Microsoft CEO announces largest round of job cuts in company history

Microsoft CEO Satya Nadella. (Photo credit SAUL LOEB/AFP/Getty Images)



NEW YORK (CNNMoney) -- Microsoft CEO Satya Nadella wasn't kidding -- he really is making bold changes.

The software giant said it would cut 18,000 jobs within the next year -- about 14% of the company's 125,000 employees.

1,351 of the cuts will come from the workforce here in the Puget Sound area.  That is roughly 3% of the 43,000 company employees based in this region.

That's by far the largest round of layoffs in the company's history.

The previous record came during the lowest point of the Great Recession, when Microsoft cut more than 5,000 jobs in 2009 -- the first mass layoff in the company's history.



Most of the latest round of layoffs -- 12,500 -- will come from Nokia's devices and services business that Microsoft recently bought.
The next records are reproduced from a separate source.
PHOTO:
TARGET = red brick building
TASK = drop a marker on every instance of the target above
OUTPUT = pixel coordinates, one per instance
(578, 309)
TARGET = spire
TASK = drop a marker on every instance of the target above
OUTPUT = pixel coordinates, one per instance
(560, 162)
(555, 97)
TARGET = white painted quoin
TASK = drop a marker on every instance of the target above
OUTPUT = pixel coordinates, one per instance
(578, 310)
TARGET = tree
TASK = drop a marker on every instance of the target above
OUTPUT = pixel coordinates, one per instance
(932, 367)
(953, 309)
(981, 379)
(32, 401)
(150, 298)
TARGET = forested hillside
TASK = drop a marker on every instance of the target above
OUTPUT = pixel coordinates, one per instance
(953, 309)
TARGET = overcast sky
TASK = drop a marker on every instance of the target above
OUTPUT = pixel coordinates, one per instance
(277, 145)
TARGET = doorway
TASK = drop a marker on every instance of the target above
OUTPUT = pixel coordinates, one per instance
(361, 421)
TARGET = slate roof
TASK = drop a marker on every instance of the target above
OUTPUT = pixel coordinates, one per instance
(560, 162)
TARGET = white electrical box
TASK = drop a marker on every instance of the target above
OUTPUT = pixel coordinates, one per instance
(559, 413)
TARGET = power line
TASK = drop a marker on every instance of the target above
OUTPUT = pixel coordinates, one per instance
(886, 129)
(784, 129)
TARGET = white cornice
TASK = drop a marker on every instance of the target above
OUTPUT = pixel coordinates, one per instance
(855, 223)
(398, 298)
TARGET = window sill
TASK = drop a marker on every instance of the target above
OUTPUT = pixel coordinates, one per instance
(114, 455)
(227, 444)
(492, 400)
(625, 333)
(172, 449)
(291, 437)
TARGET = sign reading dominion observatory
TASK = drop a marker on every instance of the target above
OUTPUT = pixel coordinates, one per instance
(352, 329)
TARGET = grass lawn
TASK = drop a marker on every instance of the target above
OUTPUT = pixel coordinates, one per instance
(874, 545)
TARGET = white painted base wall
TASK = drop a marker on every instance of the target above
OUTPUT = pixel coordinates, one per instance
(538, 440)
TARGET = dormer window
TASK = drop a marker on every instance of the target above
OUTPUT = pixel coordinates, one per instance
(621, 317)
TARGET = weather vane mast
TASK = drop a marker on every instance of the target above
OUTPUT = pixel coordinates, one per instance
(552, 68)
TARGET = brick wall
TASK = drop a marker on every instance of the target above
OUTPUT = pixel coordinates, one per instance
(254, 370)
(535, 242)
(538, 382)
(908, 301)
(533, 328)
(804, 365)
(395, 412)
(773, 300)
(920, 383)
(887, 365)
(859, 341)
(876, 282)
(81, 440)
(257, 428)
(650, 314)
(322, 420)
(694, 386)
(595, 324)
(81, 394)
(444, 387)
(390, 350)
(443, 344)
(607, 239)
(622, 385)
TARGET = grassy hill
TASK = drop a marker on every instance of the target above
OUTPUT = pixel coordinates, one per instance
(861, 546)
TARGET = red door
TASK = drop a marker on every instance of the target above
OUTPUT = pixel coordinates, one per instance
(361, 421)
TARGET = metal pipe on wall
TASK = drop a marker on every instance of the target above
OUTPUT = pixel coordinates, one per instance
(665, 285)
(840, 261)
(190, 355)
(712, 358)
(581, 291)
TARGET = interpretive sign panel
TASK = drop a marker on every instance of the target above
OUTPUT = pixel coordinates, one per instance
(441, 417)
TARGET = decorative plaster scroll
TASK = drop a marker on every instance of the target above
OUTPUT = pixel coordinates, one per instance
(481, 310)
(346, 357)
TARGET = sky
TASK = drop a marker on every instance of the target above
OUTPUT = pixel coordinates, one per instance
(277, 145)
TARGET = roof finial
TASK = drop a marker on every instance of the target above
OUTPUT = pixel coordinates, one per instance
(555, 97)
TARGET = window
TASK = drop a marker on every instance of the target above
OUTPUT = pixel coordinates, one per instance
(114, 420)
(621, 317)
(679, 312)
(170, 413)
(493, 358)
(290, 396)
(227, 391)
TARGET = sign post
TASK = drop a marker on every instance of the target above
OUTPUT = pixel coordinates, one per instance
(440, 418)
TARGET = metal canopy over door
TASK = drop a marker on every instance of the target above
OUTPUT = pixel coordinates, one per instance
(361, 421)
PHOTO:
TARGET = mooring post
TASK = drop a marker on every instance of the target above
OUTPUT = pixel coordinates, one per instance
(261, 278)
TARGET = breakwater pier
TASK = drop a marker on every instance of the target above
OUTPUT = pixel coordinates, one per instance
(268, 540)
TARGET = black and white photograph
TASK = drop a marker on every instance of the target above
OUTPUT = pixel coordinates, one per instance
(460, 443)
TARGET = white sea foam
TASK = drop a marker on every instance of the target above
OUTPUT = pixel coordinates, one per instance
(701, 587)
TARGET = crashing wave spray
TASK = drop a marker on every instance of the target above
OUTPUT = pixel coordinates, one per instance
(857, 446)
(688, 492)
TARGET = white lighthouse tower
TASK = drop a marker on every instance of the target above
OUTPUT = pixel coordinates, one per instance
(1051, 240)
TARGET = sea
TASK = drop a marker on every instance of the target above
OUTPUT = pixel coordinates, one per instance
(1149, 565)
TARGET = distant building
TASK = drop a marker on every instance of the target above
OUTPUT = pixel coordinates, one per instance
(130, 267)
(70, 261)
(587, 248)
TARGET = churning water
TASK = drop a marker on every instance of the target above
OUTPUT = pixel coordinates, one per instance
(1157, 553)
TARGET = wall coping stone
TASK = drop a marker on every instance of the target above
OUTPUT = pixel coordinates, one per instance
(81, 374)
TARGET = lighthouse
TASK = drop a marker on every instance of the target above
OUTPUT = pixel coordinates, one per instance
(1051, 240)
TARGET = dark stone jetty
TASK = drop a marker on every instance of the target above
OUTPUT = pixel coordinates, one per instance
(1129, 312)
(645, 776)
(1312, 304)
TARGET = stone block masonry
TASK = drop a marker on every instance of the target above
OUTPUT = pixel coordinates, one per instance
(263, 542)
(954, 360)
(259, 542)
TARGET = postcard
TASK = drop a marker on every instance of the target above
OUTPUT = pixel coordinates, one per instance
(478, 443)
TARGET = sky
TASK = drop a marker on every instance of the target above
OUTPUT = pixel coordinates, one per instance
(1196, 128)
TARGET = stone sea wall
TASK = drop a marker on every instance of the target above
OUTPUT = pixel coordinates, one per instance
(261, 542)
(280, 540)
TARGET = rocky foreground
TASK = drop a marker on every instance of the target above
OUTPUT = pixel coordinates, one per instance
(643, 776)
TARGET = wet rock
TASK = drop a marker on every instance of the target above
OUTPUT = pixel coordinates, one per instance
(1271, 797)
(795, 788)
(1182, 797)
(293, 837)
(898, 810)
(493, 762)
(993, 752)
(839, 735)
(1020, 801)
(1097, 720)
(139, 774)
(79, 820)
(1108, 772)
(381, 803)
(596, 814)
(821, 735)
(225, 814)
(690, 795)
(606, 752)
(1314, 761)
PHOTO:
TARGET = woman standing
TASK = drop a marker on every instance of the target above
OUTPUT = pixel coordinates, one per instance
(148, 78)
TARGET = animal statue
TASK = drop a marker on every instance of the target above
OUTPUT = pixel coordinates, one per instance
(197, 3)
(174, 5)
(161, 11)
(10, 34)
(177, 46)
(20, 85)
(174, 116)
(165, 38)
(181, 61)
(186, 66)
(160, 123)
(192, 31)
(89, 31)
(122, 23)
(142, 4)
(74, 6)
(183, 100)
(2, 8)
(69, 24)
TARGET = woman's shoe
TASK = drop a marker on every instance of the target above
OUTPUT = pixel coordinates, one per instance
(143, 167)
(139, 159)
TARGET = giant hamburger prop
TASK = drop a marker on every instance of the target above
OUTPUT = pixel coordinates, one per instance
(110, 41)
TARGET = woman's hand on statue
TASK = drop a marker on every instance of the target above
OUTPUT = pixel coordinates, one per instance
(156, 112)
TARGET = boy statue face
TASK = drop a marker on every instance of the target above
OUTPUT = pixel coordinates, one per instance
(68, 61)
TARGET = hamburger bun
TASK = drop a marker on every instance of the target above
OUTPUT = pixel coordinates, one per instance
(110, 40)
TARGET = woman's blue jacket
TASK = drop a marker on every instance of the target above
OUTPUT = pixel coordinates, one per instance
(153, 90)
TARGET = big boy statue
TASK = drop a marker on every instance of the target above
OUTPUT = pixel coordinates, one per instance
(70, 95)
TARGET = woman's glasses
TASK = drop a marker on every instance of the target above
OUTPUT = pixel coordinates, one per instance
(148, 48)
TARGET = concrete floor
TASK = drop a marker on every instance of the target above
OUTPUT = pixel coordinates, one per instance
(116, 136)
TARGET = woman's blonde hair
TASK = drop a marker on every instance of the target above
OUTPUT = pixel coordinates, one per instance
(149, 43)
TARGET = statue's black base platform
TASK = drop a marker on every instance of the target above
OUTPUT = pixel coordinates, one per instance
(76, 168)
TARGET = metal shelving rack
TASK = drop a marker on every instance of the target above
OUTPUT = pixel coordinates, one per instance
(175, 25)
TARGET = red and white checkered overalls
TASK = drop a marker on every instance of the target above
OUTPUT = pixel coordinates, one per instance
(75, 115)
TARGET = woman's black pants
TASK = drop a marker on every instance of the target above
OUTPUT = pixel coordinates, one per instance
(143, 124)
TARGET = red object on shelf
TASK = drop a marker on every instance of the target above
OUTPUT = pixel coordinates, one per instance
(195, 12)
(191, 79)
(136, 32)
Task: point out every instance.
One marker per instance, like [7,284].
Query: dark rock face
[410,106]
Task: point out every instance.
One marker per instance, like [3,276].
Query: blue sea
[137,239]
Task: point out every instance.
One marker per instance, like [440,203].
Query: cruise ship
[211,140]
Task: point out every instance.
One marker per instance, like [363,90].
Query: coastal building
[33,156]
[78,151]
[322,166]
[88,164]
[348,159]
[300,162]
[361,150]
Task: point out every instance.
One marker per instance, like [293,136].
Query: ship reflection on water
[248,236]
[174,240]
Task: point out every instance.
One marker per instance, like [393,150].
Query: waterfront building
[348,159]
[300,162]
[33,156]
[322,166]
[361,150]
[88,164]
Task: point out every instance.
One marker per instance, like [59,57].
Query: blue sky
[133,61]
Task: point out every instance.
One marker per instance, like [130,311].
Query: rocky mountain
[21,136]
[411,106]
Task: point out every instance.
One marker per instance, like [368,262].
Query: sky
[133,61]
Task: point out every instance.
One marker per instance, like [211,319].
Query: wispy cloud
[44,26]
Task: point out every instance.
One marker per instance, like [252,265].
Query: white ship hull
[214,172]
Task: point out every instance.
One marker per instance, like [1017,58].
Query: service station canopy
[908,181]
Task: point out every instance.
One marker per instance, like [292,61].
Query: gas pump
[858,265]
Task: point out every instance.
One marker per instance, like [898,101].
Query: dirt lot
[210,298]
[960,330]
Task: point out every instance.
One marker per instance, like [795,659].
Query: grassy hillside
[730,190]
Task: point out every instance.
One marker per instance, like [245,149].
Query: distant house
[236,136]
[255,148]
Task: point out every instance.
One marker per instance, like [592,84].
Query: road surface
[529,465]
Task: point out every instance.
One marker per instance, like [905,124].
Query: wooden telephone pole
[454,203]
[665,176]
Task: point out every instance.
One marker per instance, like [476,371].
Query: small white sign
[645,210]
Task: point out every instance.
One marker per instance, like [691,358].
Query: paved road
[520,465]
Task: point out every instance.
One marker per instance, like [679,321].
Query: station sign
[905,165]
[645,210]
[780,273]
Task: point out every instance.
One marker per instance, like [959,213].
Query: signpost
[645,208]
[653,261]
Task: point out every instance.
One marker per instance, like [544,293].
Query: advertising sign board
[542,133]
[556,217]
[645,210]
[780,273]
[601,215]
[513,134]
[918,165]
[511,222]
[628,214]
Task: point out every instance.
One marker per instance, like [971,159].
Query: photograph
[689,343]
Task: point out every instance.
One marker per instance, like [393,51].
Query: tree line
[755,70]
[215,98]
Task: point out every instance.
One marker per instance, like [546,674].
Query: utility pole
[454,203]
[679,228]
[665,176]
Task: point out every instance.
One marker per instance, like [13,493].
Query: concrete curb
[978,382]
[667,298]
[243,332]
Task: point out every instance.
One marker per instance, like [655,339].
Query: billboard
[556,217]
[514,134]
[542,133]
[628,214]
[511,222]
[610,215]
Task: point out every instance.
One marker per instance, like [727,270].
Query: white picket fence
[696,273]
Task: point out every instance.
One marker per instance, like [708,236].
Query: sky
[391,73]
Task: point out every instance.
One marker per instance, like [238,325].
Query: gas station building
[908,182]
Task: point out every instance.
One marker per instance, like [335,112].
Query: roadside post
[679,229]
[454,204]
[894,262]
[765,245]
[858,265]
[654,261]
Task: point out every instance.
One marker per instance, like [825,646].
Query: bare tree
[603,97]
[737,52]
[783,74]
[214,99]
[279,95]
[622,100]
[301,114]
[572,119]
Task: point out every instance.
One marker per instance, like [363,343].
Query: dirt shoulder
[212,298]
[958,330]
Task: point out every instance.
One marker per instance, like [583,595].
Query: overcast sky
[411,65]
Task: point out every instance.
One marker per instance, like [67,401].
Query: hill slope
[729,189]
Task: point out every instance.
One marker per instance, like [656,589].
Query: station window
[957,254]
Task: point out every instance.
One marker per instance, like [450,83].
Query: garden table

In a memo to Microsoft's staff, Nadella said that Microsoft found many redundancies between the two companies, including both professional and factory workers.

But Microsoft is also cutting 5,500 other jobs at the company. That's part of the company's new strategy, which Nadella outlined in a separate memo to employees last week. In that note, Nadella said that Microsoft would focus intently on improving its mobile and cloud productivity software, including Office 365, Windows Phone, Windows Azure, Skype, OneDrive and Bing.

Nadella said Microsoft was in need of a "culture change." Microsoft's rivals, including Google, Apple and Amazon, have in many ways beaten Microsoft at the mobile and cloud game in recent years.

"First, we will simplify the way we work to drive greater accountability, become more agile and move faster," Nadella said. " As part of modernizing our engineering processes the expectations we have from each of our disciplines will change."

Many of the job cuts will come from the management ranks, as Nadella pledged to have fewer layers of "top-down and sideways" oversight "to accelerate the flow of information and decision making."

As the company cuts jobs, Nadella noted Microsoft will be hiring as well in those "strategic areas" that he laid out last week.

Nadella said the first 13,000 job cuts would come in the next six months.